Mohau Modisakeng
1986 | Johannesburgo, África do Sul | Vive entre Johannesburgo e Cidade do Cabo, África do Sul
SOBRE | DEPOIMENTO
Artista visual. Possui graduação e mestrado pela Michaelis School of Fine Art, na Cidade do Cabo. Seu trabalho procura reelaborar a história do corpo negro no contexto sul-africano, marcado pela violência do Apartheid. Entre suas principais exposições estão individuais em instituições e festivais na África do Sul, Alemanha, Espanha, Estados Unidos, Holanda e Inglaterra, além de participações nas bienais de Veneza (2015 e 2017), Lyon (2015), Dakar (2012) e Martinica (2013).
O trabalho que faço funciona como um espelho de um mundo habitado por diferentes corpos. No meu trabalho fotográfico, por exemplo, esses corpos são tão materiais quanto as paisagens, os cenários, e os objetos enquadrados na obra.

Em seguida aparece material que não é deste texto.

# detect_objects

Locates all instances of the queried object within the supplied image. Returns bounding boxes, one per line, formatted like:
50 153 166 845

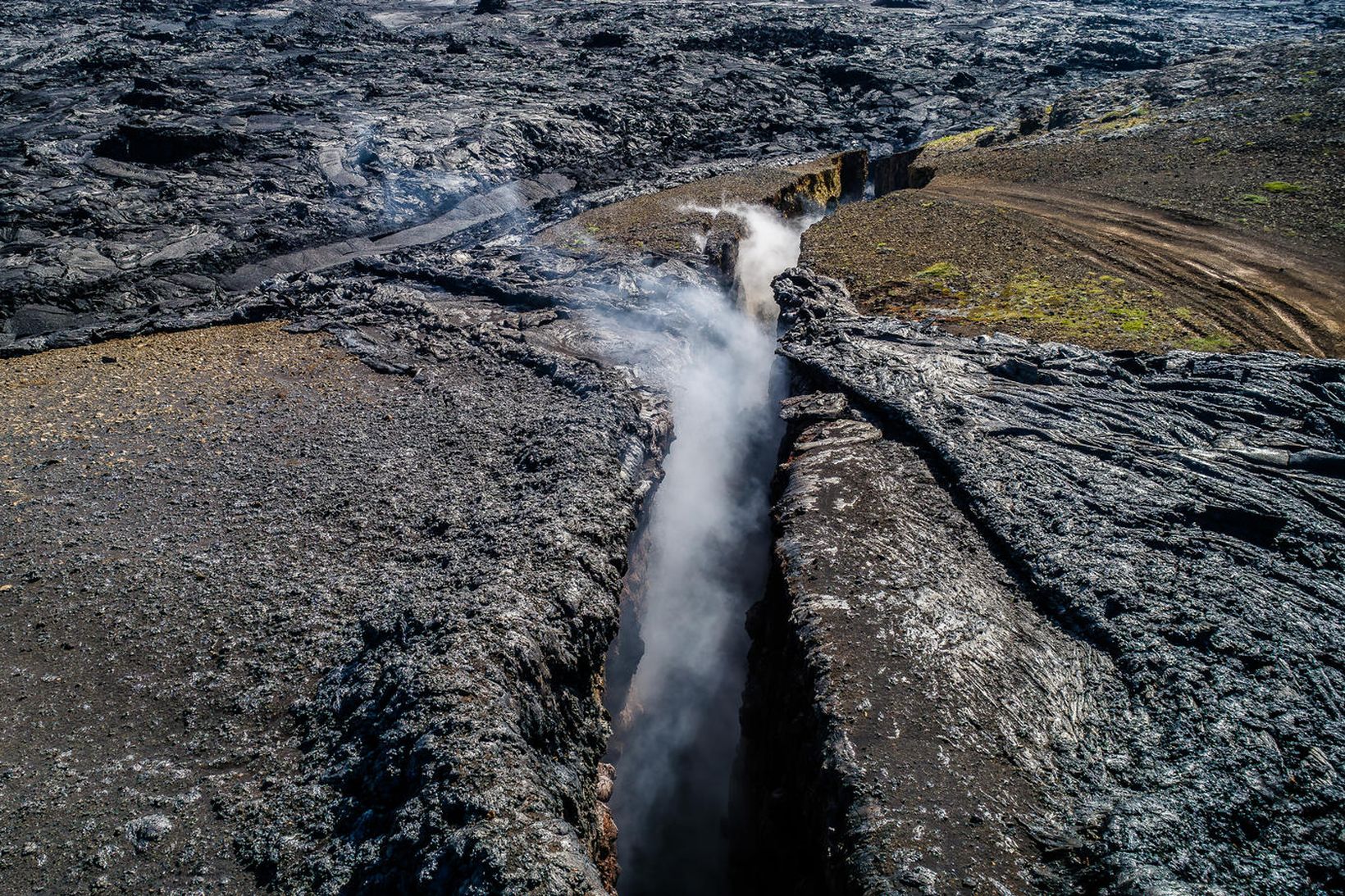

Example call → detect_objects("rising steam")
612 206 803 896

Em uma prática fotográfica autorreflexiva, onde o corpo está no centro da imagem e da narrativa, como na maior parte dos meus trabalhos, a materialidade se torna o veículo através do qual o sentido pode ser inscrito e retido. O material também pode operar para prescrever/descrever um contexto particular em uma obra. Na maioria dos casos, o material ou o corpo é muitas vezes a narrativa.

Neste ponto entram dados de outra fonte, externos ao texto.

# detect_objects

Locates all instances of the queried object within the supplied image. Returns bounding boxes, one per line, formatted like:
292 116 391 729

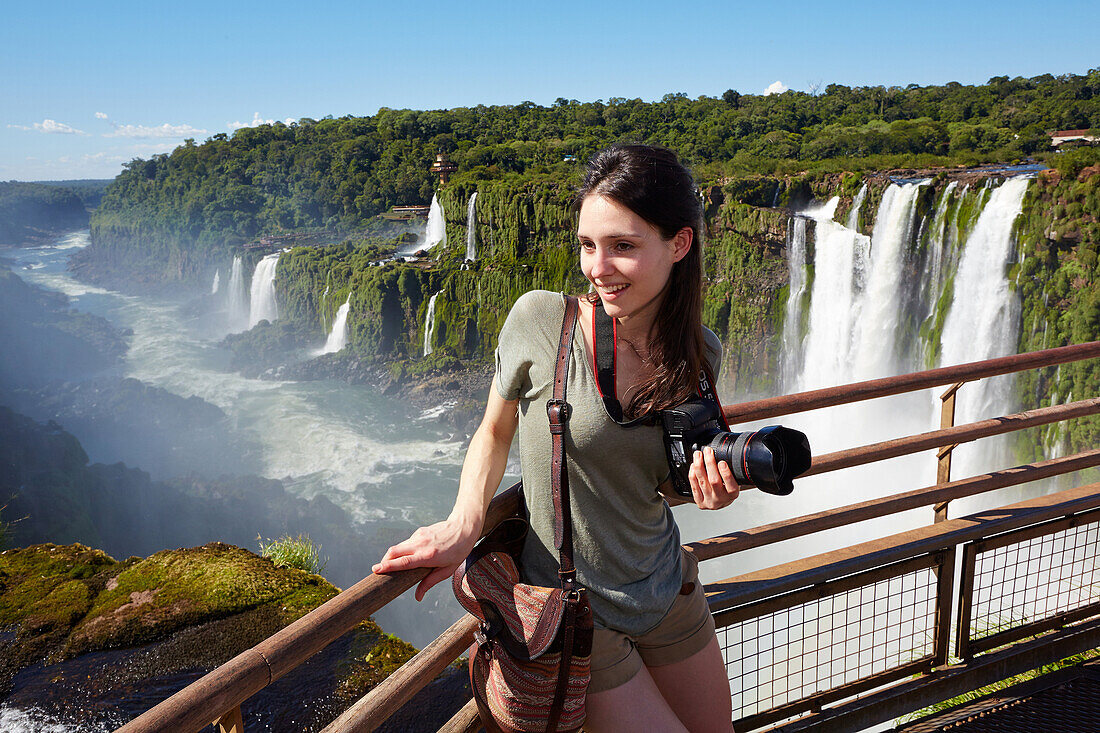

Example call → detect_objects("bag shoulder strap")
547 295 580 592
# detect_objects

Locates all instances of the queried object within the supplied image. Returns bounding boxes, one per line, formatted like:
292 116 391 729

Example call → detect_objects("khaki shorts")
589 550 714 692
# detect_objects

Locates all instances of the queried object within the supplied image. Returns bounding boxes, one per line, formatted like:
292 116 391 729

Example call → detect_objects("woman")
374 145 738 733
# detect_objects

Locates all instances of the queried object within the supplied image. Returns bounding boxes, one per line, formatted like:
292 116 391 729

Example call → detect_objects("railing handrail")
706 482 1100 612
117 341 1100 733
724 341 1100 423
684 448 1100 561
116 486 519 733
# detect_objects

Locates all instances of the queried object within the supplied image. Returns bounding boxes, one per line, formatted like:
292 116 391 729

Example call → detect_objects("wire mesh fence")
716 558 938 719
959 512 1100 656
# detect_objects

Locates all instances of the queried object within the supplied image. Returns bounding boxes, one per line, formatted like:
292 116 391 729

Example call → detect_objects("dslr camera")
661 397 811 499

A arte sempre teve o papel de espelhar a sociedade, especialmente ao abordar criticamente as memórias e o legado do colonialismo e do apartheid. A arte precisa refletir as experiências vividas de um momento em particular do tempo. Mas a arte também pode ser um modo de reter a memória através da cultura. Por isso, a arte pode ser reflexiva tanto como um espelho quanto como uma janela para nosso passado. Assim, em um contexto em que o colonialismo engendrou o apagamento da cultura africana como meio de explorar a terra e o povo, o papel da memória é central para moldar o futuro da África na era pós-colonial.

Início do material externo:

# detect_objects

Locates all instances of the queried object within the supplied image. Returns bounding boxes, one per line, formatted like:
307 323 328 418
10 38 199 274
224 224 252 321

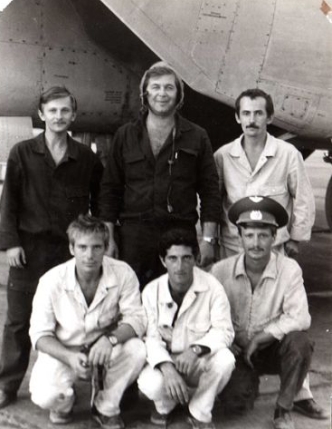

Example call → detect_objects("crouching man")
138 229 235 429
30 216 146 429
212 197 327 429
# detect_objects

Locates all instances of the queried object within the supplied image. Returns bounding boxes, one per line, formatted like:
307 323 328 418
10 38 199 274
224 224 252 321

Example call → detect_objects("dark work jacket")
99 115 221 224
0 133 103 288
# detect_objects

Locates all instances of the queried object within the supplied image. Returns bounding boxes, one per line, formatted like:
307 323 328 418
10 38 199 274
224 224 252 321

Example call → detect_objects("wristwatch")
191 344 203 357
203 237 218 246
108 335 119 347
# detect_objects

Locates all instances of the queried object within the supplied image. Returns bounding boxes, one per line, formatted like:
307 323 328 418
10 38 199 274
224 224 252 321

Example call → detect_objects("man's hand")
68 352 91 380
159 362 189 405
88 335 113 367
284 239 299 258
6 247 27 268
175 347 198 375
105 237 119 259
198 240 215 268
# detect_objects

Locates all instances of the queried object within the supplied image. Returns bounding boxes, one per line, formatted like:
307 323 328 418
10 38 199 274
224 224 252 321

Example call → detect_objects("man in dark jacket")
100 62 221 288
0 87 103 408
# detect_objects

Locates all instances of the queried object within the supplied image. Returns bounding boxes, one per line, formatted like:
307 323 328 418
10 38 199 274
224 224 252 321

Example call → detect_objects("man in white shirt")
214 88 315 259
138 229 234 429
212 197 327 429
30 215 146 429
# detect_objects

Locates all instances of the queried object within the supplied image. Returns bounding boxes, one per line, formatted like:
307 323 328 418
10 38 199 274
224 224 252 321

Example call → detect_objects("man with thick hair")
30 215 146 429
138 229 234 429
211 196 327 429
100 62 221 288
0 87 103 408
214 88 315 258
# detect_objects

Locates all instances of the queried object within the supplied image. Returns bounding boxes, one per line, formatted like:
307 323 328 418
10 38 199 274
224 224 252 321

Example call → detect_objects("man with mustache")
215 88 315 259
0 86 103 408
211 197 328 429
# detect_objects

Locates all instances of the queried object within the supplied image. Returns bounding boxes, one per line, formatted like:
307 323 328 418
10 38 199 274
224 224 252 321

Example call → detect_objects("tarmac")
0 151 332 429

Em um estado industrial racializado, a mão-de-obra é um recurso indispensável. Nesse sentido, a descoberta de ouro e diamantes na África do Sul removeu todos os entraves à exploração em massa dos corpos, em sua maioria de homens negros, para cavar o terreno e extrair a riqueza mineral sob condições de escravidão. No meu trabalho, a predominância da figura masculina é resultado de uma reflexão biográfica das minhas experiências de vida, mas também representa o meu interesse no papel da masculinidade e da raça na história sul-africana. Em grande medida, a violência e a discriminação social do Estado racista sul-africano foram expressas no tratamento brutal contra o corpo negro masculino.Ga Bose Gangwe
2014 | Vídeo, 2’15’’
O vídeo mostra um grupo de homens. O contraste entre os corpos negros e o fundo claro é realçado pela imagem em preto e branco, assim como pelas saias brancas e bufantes em relação aos dorsos nus e magros. Deitados, os homens se movimentam para se levantar, mas não chegam a concluir o ato: antes que fiquem de pé, o vídeo reverte o movimento, devolvendo-os à posição inicial, na qual, no entanto, eles não permanecem. O loop em câmera lenta transforma as ações incompletas numa dança em que tédio, expectativa, frustração e beleza se complementam. O título sugere a ironia desse impasse esperançoso, sendo parte do provérbio tsuana “Phiri o rile ga bose gangwe”, que pode ser traduzido como: “A hiena disse: a alvorada não chega só uma vez”.
The Last Harvest
2019 | Performance, 40’ aprox.
O Brasil foi o último país do continente americano a abolir formalmente a escravidão. Isso faz com que tenham um caráter de documento histórico raro as fotos de escravizados trabalhando numa fazenda de café no Vale do Paraíba, em São Paulo, tiradas por Marc Ferrez em 1882. O artista usa essas fotos como referência para uma encenação alegórica das tensões entre o escravizado, ansioso por se libertar, e o escravizador, que tenta impedir a libertação iminente. A performance inclui-se na longa pesquisa de Modisakeng sobre a escravidão instituída em diversas sociedades ao redor do mundo e, em especial, sobre a exploração dos corpos negros na formação das economias modernas.